On the job she'd been measured and cautious, and I'd expected the same from her here. But she'd taken the lead, stepping down onto the bench and immediately from there into the center of the pool, tucking her knees to let the water cradle her cupped body as her dark, shoulder-length hair made a cloud around her head. Now Genevieve sat next to me on one of the benches, her face tipped up into the sun. Her skin seemed already to be turning a warm, creamy brown. Genevieve was of Southern European extraction, and while she'd never been a sun worshipper, her skin would tan in the weakest early-spring rays. "This is nice," I said, raising my face into the late-afternoon sunlight. Already the salt water was drying on my face, tightening the skin.

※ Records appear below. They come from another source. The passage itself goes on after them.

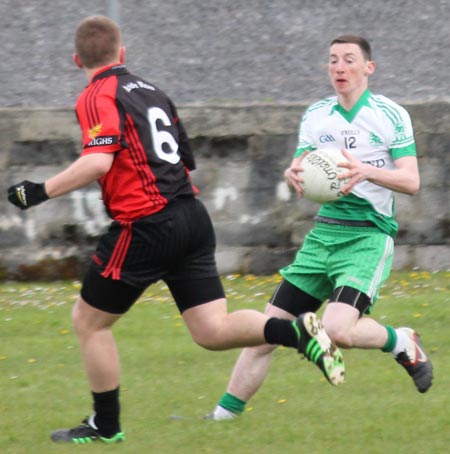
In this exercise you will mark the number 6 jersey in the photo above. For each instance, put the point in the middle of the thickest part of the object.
(122, 114)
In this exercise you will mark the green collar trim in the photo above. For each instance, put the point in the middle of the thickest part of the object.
(351, 114)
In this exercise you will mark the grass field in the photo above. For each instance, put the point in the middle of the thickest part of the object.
(169, 383)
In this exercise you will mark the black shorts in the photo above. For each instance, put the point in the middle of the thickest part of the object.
(176, 245)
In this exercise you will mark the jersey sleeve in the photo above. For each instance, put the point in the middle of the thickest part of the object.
(184, 147)
(305, 136)
(99, 121)
(403, 143)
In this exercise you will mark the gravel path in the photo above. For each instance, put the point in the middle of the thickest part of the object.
(228, 50)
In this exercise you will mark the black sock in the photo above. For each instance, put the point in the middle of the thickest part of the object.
(281, 332)
(107, 411)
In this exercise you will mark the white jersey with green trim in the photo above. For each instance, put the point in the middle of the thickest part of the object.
(376, 131)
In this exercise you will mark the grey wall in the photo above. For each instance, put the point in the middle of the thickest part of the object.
(242, 151)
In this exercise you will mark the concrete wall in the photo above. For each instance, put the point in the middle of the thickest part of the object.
(242, 151)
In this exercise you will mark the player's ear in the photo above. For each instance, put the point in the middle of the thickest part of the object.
(122, 54)
(370, 68)
(77, 61)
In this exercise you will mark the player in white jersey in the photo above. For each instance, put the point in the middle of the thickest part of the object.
(347, 256)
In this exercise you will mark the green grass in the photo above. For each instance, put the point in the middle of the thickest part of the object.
(377, 410)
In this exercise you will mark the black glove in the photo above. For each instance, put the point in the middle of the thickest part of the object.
(27, 194)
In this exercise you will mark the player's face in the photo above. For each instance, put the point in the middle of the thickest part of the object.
(348, 69)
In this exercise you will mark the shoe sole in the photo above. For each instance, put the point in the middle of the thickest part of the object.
(422, 376)
(333, 362)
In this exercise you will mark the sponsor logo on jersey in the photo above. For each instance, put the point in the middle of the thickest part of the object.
(377, 163)
(374, 139)
(95, 131)
(327, 138)
(102, 140)
(138, 84)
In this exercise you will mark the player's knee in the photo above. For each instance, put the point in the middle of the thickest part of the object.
(208, 340)
(339, 335)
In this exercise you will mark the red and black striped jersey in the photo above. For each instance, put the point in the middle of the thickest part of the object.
(123, 114)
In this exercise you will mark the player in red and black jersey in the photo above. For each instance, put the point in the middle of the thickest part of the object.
(135, 146)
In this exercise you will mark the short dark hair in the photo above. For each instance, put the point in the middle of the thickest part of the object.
(97, 41)
(363, 44)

I wondered if my face would have a faint salt glaze, a shimmer under light, if I decided not to rinse in fresh water afterward.


"You're overdue for some good times," Genevieve said. "Last year was . difficult." It was an understatement. Last spring Genevieve's daughter had been murdered, and last fall I lost my husband to prison. At the end of that extraordinarily bad year, Genevieve had quit the Sheriff's Department, reconciled with her estranged husband, Vincent, and gone to live in his adopted home of Paris. We'd talked about me coming to visit, of course, almost from her first transatlantic call in December. Five months had passed, though, before I did.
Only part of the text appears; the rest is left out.